Mr. Soong replied “Yes”.
Mr. Pei said that stabilization would benefit the trade relations of China.
Mr. Soong said there had been a period when there was a panicky feeling about silver. China had bolstered silver up. This was when India put on an import duty. He hoped that phase was closed. We want achievement,—but the Economic Conference may fail.

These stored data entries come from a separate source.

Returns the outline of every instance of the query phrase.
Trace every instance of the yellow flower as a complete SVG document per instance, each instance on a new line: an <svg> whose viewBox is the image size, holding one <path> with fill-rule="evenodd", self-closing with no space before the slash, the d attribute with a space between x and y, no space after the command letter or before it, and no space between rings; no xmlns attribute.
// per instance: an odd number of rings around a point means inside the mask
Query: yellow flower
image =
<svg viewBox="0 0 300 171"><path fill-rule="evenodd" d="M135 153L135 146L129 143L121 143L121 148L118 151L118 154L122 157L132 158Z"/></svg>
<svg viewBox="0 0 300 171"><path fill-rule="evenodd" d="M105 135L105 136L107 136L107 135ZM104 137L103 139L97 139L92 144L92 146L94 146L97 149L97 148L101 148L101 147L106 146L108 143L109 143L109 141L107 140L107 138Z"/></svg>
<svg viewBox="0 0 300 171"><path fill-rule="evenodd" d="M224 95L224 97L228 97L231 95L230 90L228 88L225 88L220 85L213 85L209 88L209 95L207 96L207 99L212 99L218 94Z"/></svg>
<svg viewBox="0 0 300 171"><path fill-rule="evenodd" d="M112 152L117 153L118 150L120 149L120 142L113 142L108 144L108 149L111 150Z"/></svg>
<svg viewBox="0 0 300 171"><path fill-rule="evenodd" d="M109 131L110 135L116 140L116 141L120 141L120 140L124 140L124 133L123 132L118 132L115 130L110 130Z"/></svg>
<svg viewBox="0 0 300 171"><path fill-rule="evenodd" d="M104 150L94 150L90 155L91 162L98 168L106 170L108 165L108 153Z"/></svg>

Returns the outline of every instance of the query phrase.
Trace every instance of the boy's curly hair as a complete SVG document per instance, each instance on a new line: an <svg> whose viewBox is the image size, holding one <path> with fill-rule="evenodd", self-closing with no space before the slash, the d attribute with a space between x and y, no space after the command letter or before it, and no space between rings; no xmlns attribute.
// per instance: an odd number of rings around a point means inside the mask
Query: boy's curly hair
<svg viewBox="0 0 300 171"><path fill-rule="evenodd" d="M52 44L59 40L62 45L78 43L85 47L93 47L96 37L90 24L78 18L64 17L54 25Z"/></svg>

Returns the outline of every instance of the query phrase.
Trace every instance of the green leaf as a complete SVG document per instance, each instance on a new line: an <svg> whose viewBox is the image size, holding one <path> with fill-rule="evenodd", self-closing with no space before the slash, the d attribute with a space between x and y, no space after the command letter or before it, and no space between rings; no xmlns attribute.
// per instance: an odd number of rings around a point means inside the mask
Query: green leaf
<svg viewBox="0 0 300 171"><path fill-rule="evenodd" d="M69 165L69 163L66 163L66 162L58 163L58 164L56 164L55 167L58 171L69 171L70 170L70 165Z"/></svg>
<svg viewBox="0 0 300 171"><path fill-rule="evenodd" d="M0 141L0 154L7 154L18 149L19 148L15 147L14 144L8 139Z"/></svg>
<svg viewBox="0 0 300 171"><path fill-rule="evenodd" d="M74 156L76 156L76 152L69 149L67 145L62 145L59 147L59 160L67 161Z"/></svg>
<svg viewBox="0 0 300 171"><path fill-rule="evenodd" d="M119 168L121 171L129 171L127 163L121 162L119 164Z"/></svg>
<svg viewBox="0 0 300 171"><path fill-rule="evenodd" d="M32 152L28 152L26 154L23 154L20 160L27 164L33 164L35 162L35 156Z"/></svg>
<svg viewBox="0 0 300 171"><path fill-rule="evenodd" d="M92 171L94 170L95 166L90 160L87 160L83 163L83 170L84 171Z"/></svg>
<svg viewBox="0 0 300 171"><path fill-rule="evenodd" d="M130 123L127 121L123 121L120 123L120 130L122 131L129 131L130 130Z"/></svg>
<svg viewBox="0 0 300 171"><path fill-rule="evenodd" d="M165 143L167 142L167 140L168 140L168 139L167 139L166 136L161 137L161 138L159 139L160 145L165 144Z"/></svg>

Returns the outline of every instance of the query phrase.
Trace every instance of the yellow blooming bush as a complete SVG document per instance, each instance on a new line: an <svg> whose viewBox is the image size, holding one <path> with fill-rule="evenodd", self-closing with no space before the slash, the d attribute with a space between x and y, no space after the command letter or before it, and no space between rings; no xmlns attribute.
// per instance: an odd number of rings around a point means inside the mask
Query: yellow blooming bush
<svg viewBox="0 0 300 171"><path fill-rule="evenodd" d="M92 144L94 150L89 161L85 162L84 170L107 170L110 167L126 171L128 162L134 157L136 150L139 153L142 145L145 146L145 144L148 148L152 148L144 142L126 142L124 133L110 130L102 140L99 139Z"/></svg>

Sen. Pittman referred to the resolution21 which he had introduced two years ago. He said four countries could have controlled the price. He explained what happened. He thought it would never be permitted to occur again. If the thing is not taken care of, five or six countries can have a conference of their own and control the situation. He also spoke of difficulties which China has encountered. He believes that China can be developed as a great market. He referred to the economists’ theory of international exchange (trade). He said that in a pioneer country, of which China is one, the theory does not hold: in such, they are not dependent in international trade solely on what they sell.
Mr. Soong said that, all speculation notwithstanding, the low price of silver has compelled China to do without many things that she would like to buy.
There came a suggestion that Senator Pittman introduce Mr. Soong to his colleagues in the Senate, especially of the Banking and Currency Committee. Sen. Pittman wanted Mr. Soong to answer to them certain questions which the Senators ask all the time.
Sen. Pittman said that he wished he were as satisfied that other questions could be settled at London as he was that the silver question can be settled.[Page 526]
Mr. Bullitt said that even if the Conference broke down completely the United States would make great effort to rehabilitate its trade with China.
Sen. Pittman said that action had been delayed by the American Government because of waiting for the Economic Conference. President Hoover had taken the position that we must wait because one or two governments important to the success of an agreement were holding back. When he, the Senator, was leaving for China the press stated that the American Government thought that some country more interested than the United States should call the Conference; on the day when he landed in China, the press stated that the American Government did not think China was the country to call a conference.
Mr. Soong said he wished to make a statement in regard to the Chinese tariff. China was going to make a change. At the time when the new treaties were made, Japan had held China up and compelled her to make a reciprocity agreement on various commodities for three years. This expires on May 16. China intends to bring up the rates on which the reciprocity limits have been fixed, to harmonize the schedules. This would affect chiefly cotton goods, rubber, fish products and other items in which Japan had been interested. They wanted the American Government to understand the spirit of their action.
Mr. Soong said that he had to have a press conference today. The press will ask about silver. What would be advisable for him to say?
Sen. Pittman said that he thought four questions would be raised, among which: Do you wish that silver be stabilized; what would be the effect on Chinese commerce; what would be the effect on American commerce? Mr. Bullitt explained some of our thoughts with regard to the tariff and to procedure; combined use of multilateral and bilateral agreements; most-favored-nation clause, etc. He said there would have to be exceptions. There are no fixed ideas with regard to what will be brought up. It is an open question—for debate. In principle, we favor the unconditional most-favored-nation clause. Bilateral treaties must be negotiated within that framework. Exceptions are problematical.
There followed some discussion, in which Messrs. Sze, Bullitt, Young and Feis participated, of the most-favored-nation clause.
Sen. Pittman said that Mr. Breckinridge Long22 has suggested that it be best first to find what are the exceptions and then to draw up the formula.
After some miscellaneous comments the meeting was adjourned.